Emad Levy: Yeah, yeah. The family of my father, all of them, they left, except my father. He refused to leave.
Mishy Harman: Why?
Emad Levy: He said, “my life is here, I know the people, I feel comfortable, it’s good for me.”
Mishy Harman: When you were born how many Jews were there in Baghdad?
Emad Levy: Maybe five thousand, something like that.
Mishy Harman: And did you live like in a Jewish neighborhood or… who were your neighbors?
Emad Levy: No, most of the neighborhood was Muslim. I feel that’s regular. I studied in Baghdad, and I have a lot of friends of Muslim and Christian, and Jewish too. Everything is OK.
Mishy Harman: Did you go to a Jewish school?
Emad Levy: Until five class. And after that they closed the school and we go to the public school.
Mishy Harman: In Arabic?
Emad Levy: Everything it’s in Arabic.

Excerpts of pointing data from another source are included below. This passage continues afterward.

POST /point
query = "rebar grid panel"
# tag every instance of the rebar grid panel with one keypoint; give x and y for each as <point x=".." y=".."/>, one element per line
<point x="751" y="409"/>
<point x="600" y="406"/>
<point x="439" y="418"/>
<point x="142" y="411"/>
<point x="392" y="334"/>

We have no Hebrew in the school, but we have English and French. I can read Hebrew but I can’t talk in Hebrew.
Mishy Harman: Ah ha. Who taught you to read Hebrew?
Emad Levy: My father, he had a record, and we listened, how you can pronounce the word. I tried to imitate, and after that we tried to pray.
Mishy Harman: But you always felt that you were, I mean, a Jew?
Emad Levy: Of course. We went to the synagogue, I know I am Jewish, and I feel I am Jewish, and I love Jewish. [Mishy laughs].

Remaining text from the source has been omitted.